A proposta da ação é poder incluir mulheres de 17 a 30 anos, sobretudo negras e da periferia, no mercado de trabalho. O projeto inclui a assinatura de um acordo de cooperação com o Serviço Brasileiro de Apoio às Micro e Pequenas Empresas (Sebrae) para a qualificação dessas mulheres.
De acordo com a ministra das Mulheres, Cida Gonçalves, o governo tem buscado tratativas para discutir o que é mais importante para as mulheres. “Também estamos trabalhando no sentido de garantir a implementação de duas leis que, para nós, são importantes. Uma dos 5% das vagas do Sine serem para mulheres em situação de violência, e a dos 8% no caso dos serviços terceirizados do governo federal”,
Igualdade salarial
Durante o programa, a ministra destacou que o prazo para as empresas entregarem o relatório de transparência salarial, conforme estabelecido pela Lei nº 14.611/2023, que trata da igualdade salarial entre homens e mulheres, encerra-se também na próxima sexta-feira. Cida afirmou que o documento estará acessível para consulta a partir do dia 31 de março.
Cida ressaltou que depois da publicação, as empresas terão um prazo de 90 dias para recorrer e caso as justificativas não sejam aceitas, haverá fiscalização e multa para quem descumprir a ordem.
Feminicídio
A ministra destacou diversas medidas de combate ao feminicídio, incluindo a licitação de 13 novas unidades das Casas da Mulher Brasileira, a instalação de Centros de Referência de Atendimento à Mulher em municípios menores e a expansão das patrulhas Maria da Penha, que oferecem acompanhamento próximo às mulheres sob medida protetiva de urgência.

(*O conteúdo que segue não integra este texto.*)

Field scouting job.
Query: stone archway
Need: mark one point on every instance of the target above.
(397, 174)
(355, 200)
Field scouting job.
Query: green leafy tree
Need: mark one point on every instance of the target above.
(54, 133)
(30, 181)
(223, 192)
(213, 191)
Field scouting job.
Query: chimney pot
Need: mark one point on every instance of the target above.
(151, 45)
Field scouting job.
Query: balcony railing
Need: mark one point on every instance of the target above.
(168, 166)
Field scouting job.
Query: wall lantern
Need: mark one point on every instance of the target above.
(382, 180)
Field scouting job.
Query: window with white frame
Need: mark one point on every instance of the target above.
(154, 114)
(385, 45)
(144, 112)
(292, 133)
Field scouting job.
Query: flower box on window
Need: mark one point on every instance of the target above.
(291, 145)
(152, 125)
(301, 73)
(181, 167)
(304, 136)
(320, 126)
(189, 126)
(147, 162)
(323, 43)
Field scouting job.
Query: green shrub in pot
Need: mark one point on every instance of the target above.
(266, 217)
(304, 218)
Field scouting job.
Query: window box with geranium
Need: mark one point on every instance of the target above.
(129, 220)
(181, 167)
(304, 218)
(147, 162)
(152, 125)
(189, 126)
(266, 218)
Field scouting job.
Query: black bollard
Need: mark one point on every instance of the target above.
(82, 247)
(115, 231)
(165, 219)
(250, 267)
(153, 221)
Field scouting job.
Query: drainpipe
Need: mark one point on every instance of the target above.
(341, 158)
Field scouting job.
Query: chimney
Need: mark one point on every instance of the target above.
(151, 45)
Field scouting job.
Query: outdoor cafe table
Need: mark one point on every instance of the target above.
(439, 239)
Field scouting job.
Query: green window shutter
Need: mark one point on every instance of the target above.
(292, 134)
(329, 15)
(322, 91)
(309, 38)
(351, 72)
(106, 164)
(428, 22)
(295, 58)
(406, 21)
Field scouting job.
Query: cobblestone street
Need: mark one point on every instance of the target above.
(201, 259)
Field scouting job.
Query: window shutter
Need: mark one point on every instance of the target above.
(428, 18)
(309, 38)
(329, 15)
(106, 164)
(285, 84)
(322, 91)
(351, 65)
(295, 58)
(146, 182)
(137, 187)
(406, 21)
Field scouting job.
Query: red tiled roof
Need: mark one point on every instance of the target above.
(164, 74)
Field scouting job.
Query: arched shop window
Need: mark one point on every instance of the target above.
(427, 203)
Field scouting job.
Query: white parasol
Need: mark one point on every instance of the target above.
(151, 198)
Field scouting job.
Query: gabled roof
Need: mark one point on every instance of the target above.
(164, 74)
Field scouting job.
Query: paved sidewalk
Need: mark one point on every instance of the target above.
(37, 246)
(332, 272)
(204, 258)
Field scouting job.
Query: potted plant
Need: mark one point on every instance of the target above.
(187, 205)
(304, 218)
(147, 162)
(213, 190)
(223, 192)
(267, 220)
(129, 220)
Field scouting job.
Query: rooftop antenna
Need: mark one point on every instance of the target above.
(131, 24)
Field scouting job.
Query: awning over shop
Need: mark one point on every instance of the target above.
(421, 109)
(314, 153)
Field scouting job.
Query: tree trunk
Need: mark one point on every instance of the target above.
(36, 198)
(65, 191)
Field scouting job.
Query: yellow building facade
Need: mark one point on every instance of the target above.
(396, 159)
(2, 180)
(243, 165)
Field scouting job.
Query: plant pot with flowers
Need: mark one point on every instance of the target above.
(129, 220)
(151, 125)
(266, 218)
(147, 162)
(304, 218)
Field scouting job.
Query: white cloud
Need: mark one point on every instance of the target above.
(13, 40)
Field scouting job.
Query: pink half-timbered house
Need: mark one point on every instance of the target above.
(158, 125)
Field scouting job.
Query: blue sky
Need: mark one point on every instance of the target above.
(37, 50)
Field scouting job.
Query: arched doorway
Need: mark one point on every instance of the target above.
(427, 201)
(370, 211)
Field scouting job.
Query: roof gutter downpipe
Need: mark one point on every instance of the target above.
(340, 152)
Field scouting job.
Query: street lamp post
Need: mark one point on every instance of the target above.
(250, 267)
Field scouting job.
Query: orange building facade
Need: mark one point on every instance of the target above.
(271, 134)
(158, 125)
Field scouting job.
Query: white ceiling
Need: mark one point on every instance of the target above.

Cida anunciou que o governo federal alocou cerca de R$10 milhões, por meio de um edital público, para promover o uso de tornozeleiras específicas para agressores de mulheres. Ela ressaltou que embora esse dispositivo já exista como uma política pública, seu uso tem sido predominantemente para outros fins, como o monitoramento de presos em sistema semiaberto.
“Estamos trabalhando dentro de um pacto com diversos ministérios para combater o feminicídio, sendo que um dos eixos deste trabalho é a prevenção a partir de ações concretas como a própria tornozeleira eletrônica, porque o Estado vai controlar onde o agressor pode transitar”, concluiu a ministra das Mulheres.